Intermediate Task: Enhancing Face Detection with CNNs

Objective

Utilize a CNN (like a pre-trained model from TensorFlow Keras (easy) or PyTorch (recommended to learn)) for more robust face detection in varied lighting, backgrounds, and face orientations.

Tasks

  1. Setup: Choose and set up a deep learning framework (TensorFlow or PyTorch):
conda create --name beatrix_pyt_dev python=3.9
conda activate beatrix_pyt_dev
conda install pytorch torchvision torchaudio -c pytorch
conda install argparse pyserial opencv
Code snippet
  1. Face Detection with CNN: Implement face detection using a pre-trained CNN model such as MTCNN (Multi-task Cascaded Convolutional Networks) or a similar architecture. Test the model’s performance on a wider range of images, including those with complex backgrounds and varying lighting conditions.
  2. Robot Control (Intermediate): Develop a more sophisticated control system where the robot’s movement is based on the position of the detected face in the image frame. Add some PID Control to the movement to smooth out the motion.

Challenges

While CNNs offer improved accuracy, they require more computational resources.

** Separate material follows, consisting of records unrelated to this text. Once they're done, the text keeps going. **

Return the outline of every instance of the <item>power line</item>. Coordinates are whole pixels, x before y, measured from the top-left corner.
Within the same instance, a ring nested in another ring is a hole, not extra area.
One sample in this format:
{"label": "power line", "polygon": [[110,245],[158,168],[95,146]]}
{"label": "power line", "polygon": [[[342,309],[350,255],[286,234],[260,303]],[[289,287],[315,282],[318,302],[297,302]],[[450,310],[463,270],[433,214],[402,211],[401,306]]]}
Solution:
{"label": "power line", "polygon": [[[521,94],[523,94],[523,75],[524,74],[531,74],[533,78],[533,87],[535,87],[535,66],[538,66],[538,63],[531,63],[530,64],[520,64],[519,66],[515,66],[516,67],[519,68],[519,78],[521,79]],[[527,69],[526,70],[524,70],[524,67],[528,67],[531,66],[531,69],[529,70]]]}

Handling real-time video streams for face detection and processing could introduce latency.

Advanced Task: Advanced Robot Control Based on Face Detection and Additional Features

Objective

Combine face detection with additional features (like facial expressions or the number of faces) using a CNN to control the robot’s movement in a complex manner.

Tasks

  1. Advanced Face Detection: Implement advanced face detection that not only identifies the presence and position of faces but can handle and identify multiple faces using a CNN.
  2. Robot Control (Advanced): Create an advanced control system where the robot’s actions are determined by complex inputs, such as moving towards the happiest face in the group, following a person as they move, or changing its behaviour based on the number of faces detected.
  3. Integration and Testing: Integrate the face detection system with BEATRIX’s control mechanism, ensuring smooth operation. Test the system in a dynamic environment, simulating real-world conditions as closely as possible.

Challenges

This level requires dealing with real-time data processing and decision-making, managing computational demands, and ensuring the robot’s movements are smooth and responsive.